“Göz mü yumsaydık?..”
Türkiye'nin güney sınırında çoğunlukla Araplar olmak üzere Kürtlerin, Türkmenlerin ve başka bazı etnik grupların yaşadığı bir bölgeyi işgal edip kendisi gibi düşünmeyenleri terke mecbur eden terör örgütüne yönelik bir harekattan bahsediyoruz oysa...
Birilerinin demokrasi yurdu olarak yutturmaya çalıştığı Afrin'de olup bitenleri Başbakanımız Binali Yıldırım'ın Beyoğlu Belediyesi tarafından düzenlenen Beyoğlu Sohbetleri'nde söylediklerinden aktaralım: "Silahlı militanları marifetiyle insanların mallarına mülklerine el koydular, haraç toplamaya başladılar, çocuklarını zorla askere aldılar..."

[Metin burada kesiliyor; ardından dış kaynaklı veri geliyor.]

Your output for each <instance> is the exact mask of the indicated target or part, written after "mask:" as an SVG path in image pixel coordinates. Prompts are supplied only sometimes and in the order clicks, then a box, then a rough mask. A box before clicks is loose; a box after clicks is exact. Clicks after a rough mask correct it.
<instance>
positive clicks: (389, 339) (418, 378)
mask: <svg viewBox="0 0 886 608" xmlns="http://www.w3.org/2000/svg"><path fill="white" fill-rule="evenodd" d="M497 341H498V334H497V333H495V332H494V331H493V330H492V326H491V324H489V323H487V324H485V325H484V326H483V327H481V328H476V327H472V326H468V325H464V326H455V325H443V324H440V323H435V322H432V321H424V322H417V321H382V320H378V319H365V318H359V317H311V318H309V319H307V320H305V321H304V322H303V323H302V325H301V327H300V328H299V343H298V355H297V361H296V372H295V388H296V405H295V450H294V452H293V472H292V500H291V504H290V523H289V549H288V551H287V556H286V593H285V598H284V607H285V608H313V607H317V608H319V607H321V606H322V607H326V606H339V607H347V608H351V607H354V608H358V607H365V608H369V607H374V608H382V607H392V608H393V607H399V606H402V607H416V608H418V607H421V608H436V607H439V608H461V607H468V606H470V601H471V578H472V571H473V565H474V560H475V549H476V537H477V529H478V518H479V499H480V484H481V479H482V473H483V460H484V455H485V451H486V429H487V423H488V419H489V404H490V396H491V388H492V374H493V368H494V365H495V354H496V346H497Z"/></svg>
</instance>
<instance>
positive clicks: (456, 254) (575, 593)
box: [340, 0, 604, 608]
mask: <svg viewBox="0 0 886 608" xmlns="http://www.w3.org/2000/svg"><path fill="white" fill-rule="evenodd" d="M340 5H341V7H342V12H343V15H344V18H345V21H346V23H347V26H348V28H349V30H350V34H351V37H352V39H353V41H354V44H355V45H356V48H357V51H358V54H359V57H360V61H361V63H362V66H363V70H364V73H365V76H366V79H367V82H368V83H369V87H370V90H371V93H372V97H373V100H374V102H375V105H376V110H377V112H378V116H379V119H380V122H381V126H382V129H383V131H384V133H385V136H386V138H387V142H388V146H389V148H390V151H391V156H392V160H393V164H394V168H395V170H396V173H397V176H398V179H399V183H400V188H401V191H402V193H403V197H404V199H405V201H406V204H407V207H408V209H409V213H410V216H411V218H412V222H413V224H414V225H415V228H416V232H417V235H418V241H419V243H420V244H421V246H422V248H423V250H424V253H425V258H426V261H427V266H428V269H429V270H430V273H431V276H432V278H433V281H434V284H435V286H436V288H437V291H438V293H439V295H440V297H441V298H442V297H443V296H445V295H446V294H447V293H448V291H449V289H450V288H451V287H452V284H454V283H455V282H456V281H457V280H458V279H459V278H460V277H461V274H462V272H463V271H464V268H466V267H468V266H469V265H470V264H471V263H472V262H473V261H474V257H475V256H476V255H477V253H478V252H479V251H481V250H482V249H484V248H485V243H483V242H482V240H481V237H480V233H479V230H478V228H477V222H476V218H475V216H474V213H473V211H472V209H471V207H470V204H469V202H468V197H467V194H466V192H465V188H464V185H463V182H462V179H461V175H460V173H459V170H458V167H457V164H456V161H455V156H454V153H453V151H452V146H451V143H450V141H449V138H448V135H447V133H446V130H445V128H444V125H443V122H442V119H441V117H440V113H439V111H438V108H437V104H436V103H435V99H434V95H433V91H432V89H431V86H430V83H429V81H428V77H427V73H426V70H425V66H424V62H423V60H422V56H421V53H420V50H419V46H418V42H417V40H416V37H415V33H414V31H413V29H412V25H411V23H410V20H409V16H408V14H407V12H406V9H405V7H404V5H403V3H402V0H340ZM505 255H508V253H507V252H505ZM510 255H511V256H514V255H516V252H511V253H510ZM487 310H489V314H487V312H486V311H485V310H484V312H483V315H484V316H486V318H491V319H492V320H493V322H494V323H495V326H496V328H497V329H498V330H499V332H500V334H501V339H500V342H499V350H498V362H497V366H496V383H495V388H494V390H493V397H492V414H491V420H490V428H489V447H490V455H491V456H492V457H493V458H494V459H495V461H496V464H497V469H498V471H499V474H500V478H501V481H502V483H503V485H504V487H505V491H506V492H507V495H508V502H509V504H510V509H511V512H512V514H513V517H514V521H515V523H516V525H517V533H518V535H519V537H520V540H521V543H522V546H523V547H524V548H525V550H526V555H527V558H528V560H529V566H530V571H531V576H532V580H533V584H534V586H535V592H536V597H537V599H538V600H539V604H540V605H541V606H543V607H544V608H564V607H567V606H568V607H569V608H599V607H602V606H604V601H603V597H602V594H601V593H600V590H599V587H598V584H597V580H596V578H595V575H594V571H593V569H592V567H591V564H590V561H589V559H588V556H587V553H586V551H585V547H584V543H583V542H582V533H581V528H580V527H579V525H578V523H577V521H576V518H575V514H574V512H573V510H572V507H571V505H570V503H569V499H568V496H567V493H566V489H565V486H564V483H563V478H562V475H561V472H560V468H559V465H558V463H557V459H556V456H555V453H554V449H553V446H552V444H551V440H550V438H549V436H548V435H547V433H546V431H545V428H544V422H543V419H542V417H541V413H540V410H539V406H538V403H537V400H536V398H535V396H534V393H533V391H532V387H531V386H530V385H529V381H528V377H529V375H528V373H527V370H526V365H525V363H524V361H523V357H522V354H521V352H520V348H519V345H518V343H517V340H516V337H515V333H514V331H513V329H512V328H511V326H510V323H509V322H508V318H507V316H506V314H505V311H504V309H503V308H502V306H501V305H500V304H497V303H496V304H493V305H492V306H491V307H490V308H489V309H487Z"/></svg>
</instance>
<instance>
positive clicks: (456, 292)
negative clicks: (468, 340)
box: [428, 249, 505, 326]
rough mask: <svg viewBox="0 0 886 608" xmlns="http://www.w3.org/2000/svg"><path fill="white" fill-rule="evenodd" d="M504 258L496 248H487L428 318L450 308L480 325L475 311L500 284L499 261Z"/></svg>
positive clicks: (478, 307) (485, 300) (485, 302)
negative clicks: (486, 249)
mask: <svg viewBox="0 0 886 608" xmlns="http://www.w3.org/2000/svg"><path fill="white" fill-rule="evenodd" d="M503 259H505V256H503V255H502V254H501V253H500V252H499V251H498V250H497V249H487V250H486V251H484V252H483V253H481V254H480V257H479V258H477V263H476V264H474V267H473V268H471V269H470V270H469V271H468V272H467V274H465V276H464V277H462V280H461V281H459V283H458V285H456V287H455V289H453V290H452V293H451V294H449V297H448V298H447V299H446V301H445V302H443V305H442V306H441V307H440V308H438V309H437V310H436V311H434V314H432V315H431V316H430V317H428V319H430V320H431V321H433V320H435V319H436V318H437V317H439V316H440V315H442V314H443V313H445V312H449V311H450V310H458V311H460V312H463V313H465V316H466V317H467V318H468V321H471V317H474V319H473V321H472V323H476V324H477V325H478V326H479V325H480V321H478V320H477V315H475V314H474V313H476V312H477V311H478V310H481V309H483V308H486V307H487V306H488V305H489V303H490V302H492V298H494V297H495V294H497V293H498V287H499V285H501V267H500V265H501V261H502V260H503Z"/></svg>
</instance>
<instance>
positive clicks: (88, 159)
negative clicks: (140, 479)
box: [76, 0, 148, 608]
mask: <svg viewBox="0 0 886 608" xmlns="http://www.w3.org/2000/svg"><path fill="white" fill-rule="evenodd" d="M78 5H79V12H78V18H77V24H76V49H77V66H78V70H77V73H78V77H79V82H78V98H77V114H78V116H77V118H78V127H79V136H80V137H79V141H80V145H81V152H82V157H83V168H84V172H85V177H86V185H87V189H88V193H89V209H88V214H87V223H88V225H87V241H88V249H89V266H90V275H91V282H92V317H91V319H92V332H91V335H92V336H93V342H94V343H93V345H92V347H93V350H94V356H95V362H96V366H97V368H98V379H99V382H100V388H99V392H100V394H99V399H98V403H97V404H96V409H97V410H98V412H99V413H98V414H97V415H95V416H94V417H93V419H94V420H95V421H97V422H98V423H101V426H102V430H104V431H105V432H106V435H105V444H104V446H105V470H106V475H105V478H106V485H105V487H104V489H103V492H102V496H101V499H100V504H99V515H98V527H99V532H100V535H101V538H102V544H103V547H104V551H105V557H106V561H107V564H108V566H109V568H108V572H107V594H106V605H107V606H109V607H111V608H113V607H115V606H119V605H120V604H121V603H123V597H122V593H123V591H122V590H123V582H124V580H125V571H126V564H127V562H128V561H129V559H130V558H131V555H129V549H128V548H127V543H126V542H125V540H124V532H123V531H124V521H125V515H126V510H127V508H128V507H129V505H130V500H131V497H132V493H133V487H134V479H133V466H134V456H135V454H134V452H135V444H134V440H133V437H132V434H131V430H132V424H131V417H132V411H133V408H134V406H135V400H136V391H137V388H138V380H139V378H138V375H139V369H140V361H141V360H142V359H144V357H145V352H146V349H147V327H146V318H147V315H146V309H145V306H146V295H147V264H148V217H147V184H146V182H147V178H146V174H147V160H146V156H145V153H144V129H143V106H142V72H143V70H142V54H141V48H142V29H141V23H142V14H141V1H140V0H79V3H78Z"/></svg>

Mesele bu kadarıyla, yani bölge halkını terke mecbur etmeleri ve kalanlara yönelik zulümleri ile kalsa, 'Suriye'nin iç meselesi, kendisi halletsin' demek mümkündü belki. Ancak, Afrin'den Türkiye'ye yönelik sürekli tacizlerde bulunan bir yapı söz konusu.
Bu hususu da yine Başbakanımızın sözlerinden aktaralım:
"2014'te de 'Biz burayı (Afrin) kanton ilan ettik' dediler... 130 kilometre olan hudutlarına boydan boya tüneller ve siperler kazdılar, silahlı adamlarını yerleştirdiler. Peki niçin yapıyorsunuz bunu?.. Siz Suriye devleti misiniz?.. Niçin yapılıyor bu?"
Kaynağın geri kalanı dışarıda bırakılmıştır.